Today the MicroBooNE collaboration announced that it has seen its first neutrinos in the experiment's newly built detector.
“It's nine years since we proposed, designed, built, assembled and commissioned this experiment,” says Bonnie Fleming, MicroBooNE co-spokesperson and a professor of physics at Yale University. “That kind of investment makes seeing first neutrinos incredible.”
After months of hard work and improvements by the Fermi National Accelerator Laboratory Booster team, on October 15, the Fermilab accelerator complex began delivering protons, which are used to make neutrinos, to one of the laboratory's newest neutrino experiments, MicroBooNE. After the beam was turned on, scientists analyzed the data recorded by MicroBooNE's particle detector to find evidence of its first neutrino interactions.
“This was a big team effort,” says Anne Schukraft, a Fermilab postdoc working on MicroBooNE. “More than 100 people have been working very hard to make this happen. It's exciting to see the first neutrinos.”
MicroBooNE is funded by the U.S. Department of Energy. Its detector is a liquid-argon time projection chamber. It resembles a silo lying on its side, but instead of grain, it’s filled with 170 tons of liquid argon.
Liquid argon is 40 percent denser than water, and hence neutrinos are more likely to interact with it. When an accelerator-born neutrino hits the nucleus of an argon atom in the detector, its collision creates a spray of subatomic particle debris. Tracking these particles allows scientists to reveal the type and properties of the neutrino that produced them.
Neutrinos have recently received quite a bit of media attention. The 2015 Nobel Prize in physics was awarded for neutrino oscillations, a phenomenon that is of great importance to the field of elementary particle physics. Intense activity is under way worldwide to capture neutrinos and examine their behavior of transforming from one type into another.
MicroBooNE is an example of a new liquid-argon detector being developed to further probe this phenomenon while reconstructing the particle tracks emerging from neutrino collisions as finely detailed three-dimensional images. Its findings will be relevant for the forthcoming Deep Underground Neutrino Experiment, known as DUNE, which plans to examine neutrino transitions over longer distances and a much broader energy range. Scientists are also using MicroBooNE as an R&D platform for the large DUNE liquid-argon detectors.

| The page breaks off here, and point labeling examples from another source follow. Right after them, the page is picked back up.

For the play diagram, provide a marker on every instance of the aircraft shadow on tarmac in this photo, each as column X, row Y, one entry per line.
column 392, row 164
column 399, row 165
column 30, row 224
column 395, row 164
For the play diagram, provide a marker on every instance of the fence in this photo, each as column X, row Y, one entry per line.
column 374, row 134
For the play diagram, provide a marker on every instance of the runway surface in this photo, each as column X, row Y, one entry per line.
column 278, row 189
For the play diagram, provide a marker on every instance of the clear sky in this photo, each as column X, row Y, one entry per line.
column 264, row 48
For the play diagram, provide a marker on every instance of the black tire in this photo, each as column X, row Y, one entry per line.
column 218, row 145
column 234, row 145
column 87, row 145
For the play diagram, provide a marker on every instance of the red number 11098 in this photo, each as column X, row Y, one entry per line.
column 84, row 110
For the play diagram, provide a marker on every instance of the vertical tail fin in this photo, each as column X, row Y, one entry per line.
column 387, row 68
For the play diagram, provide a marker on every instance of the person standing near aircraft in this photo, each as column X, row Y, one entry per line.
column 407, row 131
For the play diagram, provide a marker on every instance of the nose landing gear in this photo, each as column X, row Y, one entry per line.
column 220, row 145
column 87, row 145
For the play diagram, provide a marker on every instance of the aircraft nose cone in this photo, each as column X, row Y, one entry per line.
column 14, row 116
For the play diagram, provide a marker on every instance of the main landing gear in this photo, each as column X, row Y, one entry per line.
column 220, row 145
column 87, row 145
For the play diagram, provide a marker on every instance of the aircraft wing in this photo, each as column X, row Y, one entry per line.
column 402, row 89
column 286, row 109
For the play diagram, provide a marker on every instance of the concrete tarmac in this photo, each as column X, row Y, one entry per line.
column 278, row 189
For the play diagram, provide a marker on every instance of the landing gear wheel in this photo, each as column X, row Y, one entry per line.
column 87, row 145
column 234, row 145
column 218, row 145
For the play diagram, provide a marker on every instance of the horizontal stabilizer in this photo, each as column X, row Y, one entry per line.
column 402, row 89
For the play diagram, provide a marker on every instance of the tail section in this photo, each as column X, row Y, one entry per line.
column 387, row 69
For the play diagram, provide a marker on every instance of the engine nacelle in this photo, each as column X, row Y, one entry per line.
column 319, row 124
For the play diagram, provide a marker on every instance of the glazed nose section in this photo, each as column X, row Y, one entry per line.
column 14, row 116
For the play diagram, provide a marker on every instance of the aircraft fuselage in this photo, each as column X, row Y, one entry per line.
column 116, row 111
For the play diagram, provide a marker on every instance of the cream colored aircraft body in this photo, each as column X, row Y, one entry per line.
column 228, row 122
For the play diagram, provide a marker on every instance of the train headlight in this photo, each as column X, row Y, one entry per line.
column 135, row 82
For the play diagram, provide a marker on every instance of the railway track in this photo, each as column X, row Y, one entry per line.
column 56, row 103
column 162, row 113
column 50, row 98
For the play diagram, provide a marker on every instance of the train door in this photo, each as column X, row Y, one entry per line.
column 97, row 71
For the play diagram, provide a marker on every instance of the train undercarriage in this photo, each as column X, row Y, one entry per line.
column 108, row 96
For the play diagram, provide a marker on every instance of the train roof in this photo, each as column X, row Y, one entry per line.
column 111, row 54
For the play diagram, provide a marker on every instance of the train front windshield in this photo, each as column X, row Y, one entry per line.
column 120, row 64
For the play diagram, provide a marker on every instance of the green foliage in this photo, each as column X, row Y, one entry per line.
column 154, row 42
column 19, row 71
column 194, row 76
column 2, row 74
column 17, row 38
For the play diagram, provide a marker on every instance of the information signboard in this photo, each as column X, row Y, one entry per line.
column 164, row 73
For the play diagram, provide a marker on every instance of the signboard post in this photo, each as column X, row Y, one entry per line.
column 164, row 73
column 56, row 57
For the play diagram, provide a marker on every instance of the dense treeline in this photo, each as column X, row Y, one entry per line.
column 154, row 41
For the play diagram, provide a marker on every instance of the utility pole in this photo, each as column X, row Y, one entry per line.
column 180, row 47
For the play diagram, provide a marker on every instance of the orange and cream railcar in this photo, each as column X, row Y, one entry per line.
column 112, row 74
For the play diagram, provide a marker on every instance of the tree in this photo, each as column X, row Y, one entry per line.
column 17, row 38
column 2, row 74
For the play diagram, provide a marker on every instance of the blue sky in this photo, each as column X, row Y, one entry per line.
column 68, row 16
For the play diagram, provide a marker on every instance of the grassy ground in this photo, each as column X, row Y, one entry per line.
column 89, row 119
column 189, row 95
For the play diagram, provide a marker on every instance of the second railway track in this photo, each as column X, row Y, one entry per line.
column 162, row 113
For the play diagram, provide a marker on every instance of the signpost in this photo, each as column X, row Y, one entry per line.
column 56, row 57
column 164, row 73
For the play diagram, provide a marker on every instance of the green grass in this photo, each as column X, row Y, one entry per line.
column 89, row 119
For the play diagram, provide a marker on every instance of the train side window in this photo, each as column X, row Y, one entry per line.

“Future neutrino experiments will use this technology,” says Sam Zeller, Fermilab physicist and MicroBooNE co-spokesperson. “We're learning a lot from this detector. It's important not just for us, but for the entire neutrino community.”

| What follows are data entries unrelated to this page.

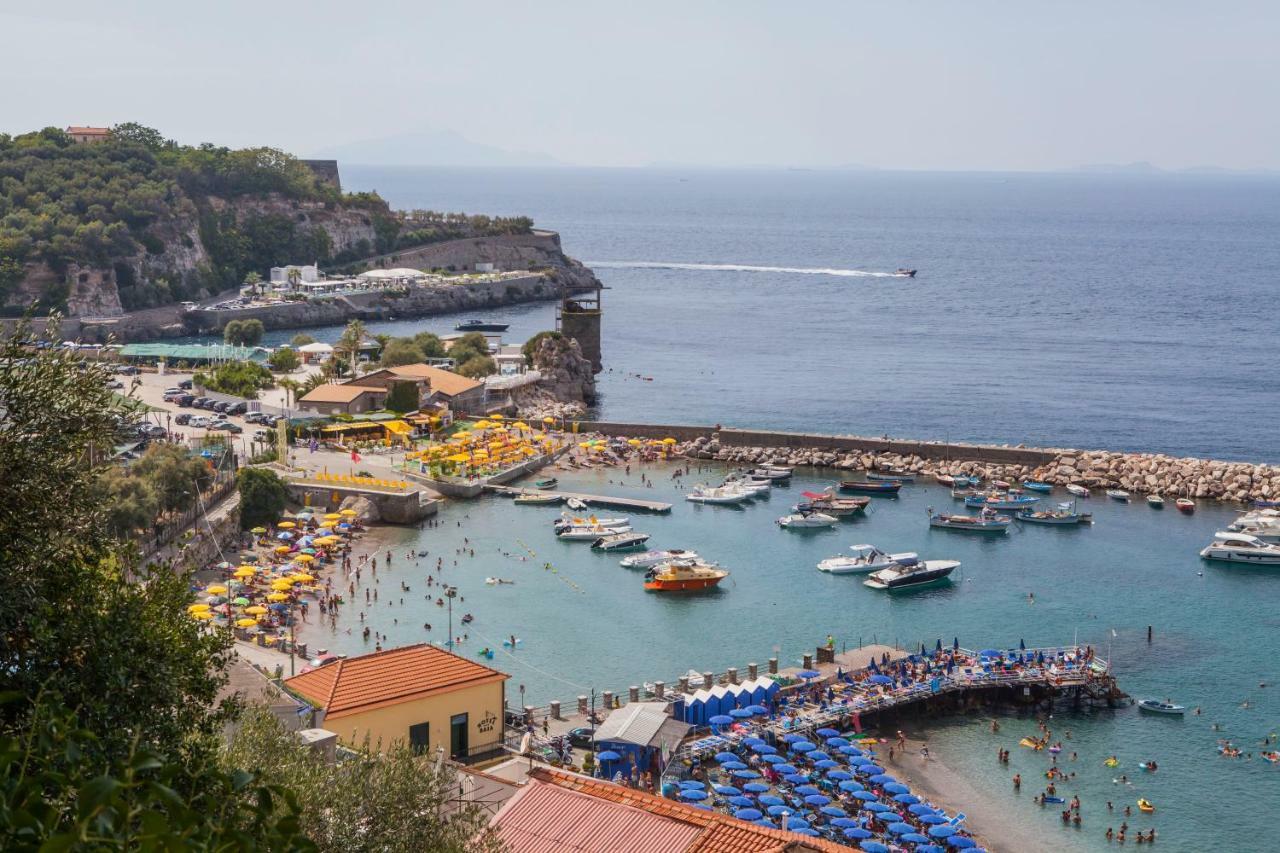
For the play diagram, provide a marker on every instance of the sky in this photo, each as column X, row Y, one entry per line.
column 923, row 85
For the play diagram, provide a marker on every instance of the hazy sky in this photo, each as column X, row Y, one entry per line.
column 919, row 85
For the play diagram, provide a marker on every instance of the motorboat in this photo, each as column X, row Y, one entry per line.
column 684, row 575
column 863, row 560
column 1064, row 514
column 1155, row 706
column 723, row 495
column 987, row 521
column 872, row 487
column 891, row 475
column 1242, row 547
column 1000, row 501
column 535, row 498
column 620, row 541
column 807, row 520
column 650, row 559
column 588, row 533
column 481, row 325
column 913, row 574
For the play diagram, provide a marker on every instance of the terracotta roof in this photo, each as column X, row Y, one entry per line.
column 440, row 379
column 720, row 833
column 337, row 393
column 382, row 679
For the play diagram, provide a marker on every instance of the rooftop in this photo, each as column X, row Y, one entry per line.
column 382, row 679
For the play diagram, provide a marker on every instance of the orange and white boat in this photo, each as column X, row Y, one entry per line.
column 684, row 575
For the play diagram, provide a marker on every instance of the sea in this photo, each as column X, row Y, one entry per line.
column 1084, row 310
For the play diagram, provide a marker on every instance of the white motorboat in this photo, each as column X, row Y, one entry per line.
column 807, row 520
column 650, row 559
column 913, row 575
column 1242, row 547
column 588, row 533
column 864, row 559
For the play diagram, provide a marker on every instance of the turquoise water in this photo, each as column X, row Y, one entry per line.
column 589, row 623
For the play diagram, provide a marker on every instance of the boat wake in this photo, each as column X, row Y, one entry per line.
column 746, row 268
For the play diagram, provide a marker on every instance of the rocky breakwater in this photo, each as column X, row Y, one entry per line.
column 566, row 383
column 1137, row 473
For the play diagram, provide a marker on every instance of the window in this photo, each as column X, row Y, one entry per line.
column 419, row 737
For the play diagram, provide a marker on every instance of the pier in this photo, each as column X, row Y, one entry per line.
column 636, row 505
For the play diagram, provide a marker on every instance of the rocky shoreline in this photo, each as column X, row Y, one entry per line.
column 1138, row 473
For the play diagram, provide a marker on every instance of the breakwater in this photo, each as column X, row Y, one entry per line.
column 1139, row 473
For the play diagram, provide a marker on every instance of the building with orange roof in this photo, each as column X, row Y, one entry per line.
column 423, row 696
column 558, row 811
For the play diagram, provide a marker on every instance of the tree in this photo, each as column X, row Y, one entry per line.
column 402, row 397
column 371, row 801
column 263, row 496
column 284, row 360
column 401, row 351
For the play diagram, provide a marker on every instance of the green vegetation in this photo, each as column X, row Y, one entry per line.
column 263, row 496
column 238, row 378
column 284, row 360
column 531, row 343
column 243, row 333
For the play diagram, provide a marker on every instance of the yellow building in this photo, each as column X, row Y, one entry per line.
column 417, row 694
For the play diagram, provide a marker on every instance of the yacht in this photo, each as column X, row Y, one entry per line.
column 1242, row 547
column 865, row 559
column 913, row 574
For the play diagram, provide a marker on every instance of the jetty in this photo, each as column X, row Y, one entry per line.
column 638, row 505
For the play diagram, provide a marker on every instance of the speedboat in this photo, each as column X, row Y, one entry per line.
column 481, row 325
column 1155, row 706
column 807, row 520
column 864, row 559
column 987, row 521
column 1242, row 547
column 650, row 559
column 872, row 487
column 684, row 575
column 913, row 574
column 620, row 541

In August, MicroBooNE saw its first cosmic ray events, recording the tracks of cosmic ray muons. The recent neutrino sighting brings MicroBooNE researchers much closer to one of their scientific goals, determining whether the excess of low-energy events observed in a previous Fermilab experiment was the footprint of a sterile neutrino or a new type of background.

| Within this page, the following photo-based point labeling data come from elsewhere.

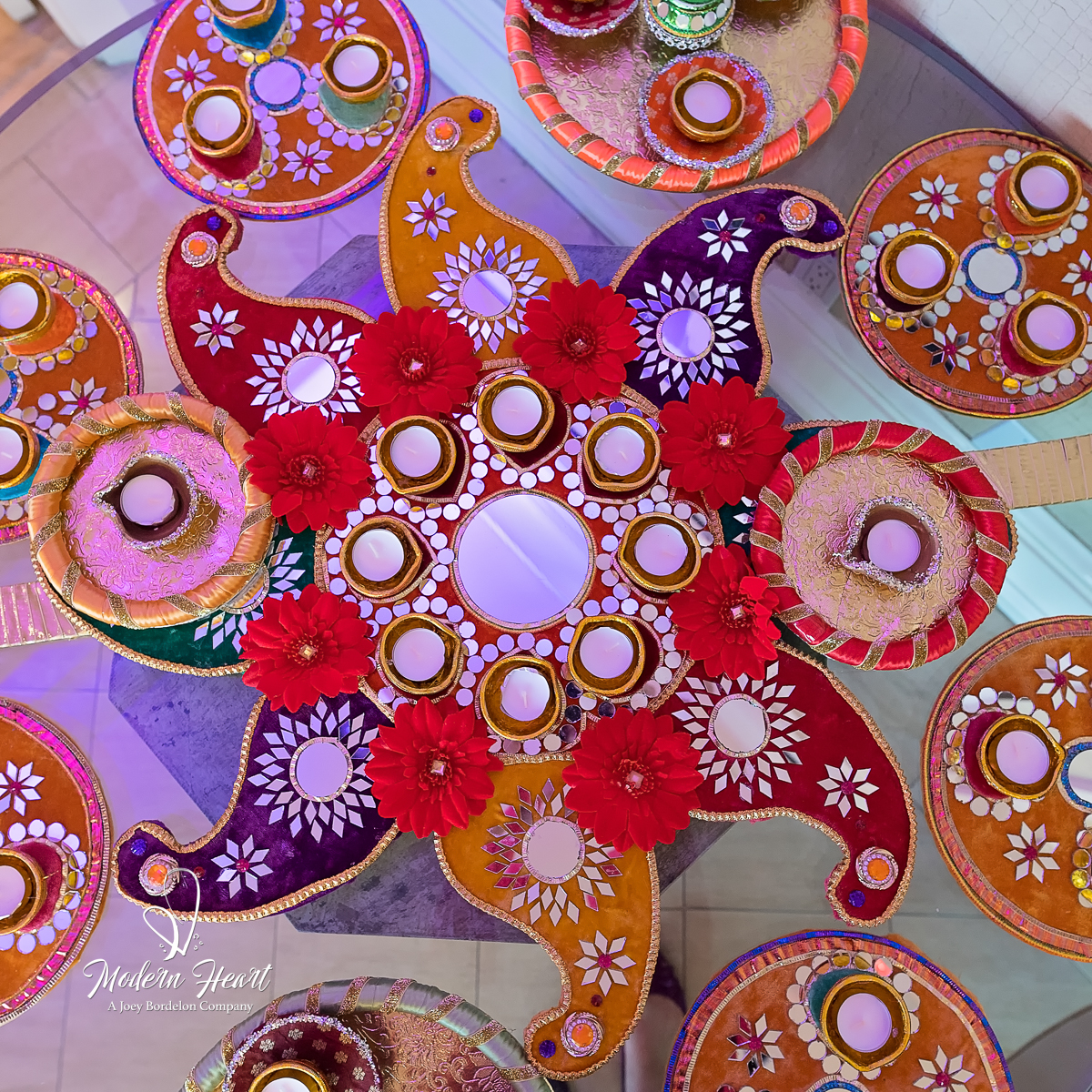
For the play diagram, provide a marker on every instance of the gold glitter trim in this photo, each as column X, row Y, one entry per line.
column 54, row 485
column 581, row 142
column 977, row 584
column 757, row 539
column 484, row 1035
column 52, row 527
column 912, row 442
column 795, row 473
column 614, row 163
column 440, row 1011
column 802, row 134
column 867, row 440
column 768, row 497
column 876, row 651
column 393, row 999
column 135, row 410
column 834, row 642
column 91, row 425
column 352, row 996
column 921, row 648
column 653, row 176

Before they can do that, however, MicroBooNE will have to collect data for several years.
During this time, MicroBooNE will also be the first liquid-argon detector to measure neutrino interactions from a beam of such low energy. At less than 800 MeV (megaelectronvolts), this beam produces the lowest-energy neutrinos yet to be observed with a liquid-argon detector.
MicroBooNE is part of Fermilab's Short-Baseline Neutrino program, and scientists will eventually add two more detectors (ICARUS and the Short-Baseline Near Detector) to its neutrino beamline.
The MicroBooNE collaboration includes more than 150 scientists from 28 institutions in five countries.